Each bulb contains a dozen or more cloves; each clove is planted separately. The larger cloves yield larger mature bulbs at harvest. Cloves should be planted with the pointed side up. Cloves planted upside down will develop a curved shoot that results in misshapen bulbs. The base of the clove should be planted two to three inches below the soil surface.
Time of planting is critical for garlic because optimum shoot and bulb development need a cold period. Garlic should be planted within one to two weeks after the first killing frost (32°F).
In perfect conditions, roots should be developing and shoots should be emerging from the clove but not above the soil at the time of the first hard freeze. Garlic shoots will emerge from the ground in late March or early April.
When planting your garlic cloves, space about six inches apart in the row, placing the garlic clove about 2 inches in the soil with the flat end down, pointy side up. You can space rows anywhere from 12-30 inches, depending on space Close spacing results in high yield but smaller bulbs, while spacing farther apart will result in lower total yields but larger bulbs.
Mulching with clean straw, chopped newspaper or other material is definitely needed. Garlic is a poor competitor with weeds, so you need to mulch or keep the weeds under control.

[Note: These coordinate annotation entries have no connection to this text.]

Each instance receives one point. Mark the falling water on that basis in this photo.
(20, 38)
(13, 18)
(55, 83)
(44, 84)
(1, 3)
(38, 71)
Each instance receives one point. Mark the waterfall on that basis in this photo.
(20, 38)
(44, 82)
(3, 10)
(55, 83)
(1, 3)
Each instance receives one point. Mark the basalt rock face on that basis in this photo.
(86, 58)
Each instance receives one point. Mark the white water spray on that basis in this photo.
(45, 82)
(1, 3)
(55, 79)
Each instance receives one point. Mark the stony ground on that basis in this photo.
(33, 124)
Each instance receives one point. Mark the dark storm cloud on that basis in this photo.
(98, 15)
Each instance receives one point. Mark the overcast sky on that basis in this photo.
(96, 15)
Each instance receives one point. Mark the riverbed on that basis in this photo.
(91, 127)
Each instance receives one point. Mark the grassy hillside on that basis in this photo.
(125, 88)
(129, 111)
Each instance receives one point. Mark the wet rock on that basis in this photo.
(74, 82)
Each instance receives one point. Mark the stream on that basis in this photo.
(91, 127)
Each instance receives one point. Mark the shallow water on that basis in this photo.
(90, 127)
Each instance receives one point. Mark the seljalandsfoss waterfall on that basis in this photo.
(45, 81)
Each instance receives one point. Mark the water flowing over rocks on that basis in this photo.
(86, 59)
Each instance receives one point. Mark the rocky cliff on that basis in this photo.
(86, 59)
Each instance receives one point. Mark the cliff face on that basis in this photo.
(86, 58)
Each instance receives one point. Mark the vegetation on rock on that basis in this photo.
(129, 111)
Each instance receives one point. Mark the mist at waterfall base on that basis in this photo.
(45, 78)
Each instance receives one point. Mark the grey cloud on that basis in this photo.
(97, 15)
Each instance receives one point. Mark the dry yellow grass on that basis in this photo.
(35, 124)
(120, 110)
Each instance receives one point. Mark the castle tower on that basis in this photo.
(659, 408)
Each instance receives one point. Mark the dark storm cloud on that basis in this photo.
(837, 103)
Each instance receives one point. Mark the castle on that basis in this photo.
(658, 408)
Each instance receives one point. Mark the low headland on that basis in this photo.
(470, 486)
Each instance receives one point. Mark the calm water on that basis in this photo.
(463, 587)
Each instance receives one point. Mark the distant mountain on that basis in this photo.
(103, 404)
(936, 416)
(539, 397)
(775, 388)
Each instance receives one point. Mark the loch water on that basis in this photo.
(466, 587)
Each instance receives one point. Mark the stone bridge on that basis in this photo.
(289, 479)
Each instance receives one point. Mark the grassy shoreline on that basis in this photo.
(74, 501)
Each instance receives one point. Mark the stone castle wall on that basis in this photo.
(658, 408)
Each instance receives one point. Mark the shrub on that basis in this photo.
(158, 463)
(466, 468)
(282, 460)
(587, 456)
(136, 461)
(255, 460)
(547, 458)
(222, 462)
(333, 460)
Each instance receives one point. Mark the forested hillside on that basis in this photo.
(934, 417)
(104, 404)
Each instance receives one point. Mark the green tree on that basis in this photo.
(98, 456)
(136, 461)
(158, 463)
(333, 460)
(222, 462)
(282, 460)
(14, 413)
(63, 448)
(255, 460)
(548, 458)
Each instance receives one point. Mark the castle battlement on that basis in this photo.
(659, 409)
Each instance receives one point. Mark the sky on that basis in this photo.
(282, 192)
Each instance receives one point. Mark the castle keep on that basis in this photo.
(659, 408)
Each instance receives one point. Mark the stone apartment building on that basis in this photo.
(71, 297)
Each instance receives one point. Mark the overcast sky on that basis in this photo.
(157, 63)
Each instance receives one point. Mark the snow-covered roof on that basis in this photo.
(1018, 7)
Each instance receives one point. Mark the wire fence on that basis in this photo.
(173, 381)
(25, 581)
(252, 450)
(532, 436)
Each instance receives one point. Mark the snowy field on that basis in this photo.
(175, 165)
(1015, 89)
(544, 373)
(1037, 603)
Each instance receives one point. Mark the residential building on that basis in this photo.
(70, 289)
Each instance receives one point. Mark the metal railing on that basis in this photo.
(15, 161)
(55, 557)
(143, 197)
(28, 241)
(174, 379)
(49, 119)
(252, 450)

Knowing when to harvest can be difficult. However, by early July the lower leaves will start to brown and harvest is usually optimum when half or slightly more than half of the leaves remain green. Simply pull a few bulbs and cut them in half. If the cloves fill the skins, then the bulbs are ready to harvest.
The bulbs should be dug with the shoots and roots still attached. Tie in bundles of 10 to 15 and dry in a well-ventilated room. Curing takes about three to four weeks. Cut the tops about one-half to one inch above the main bulb and trim roots close to the base of the bulb. Clean bulbs by removing the outermost skins, being careful not to expose any cloves.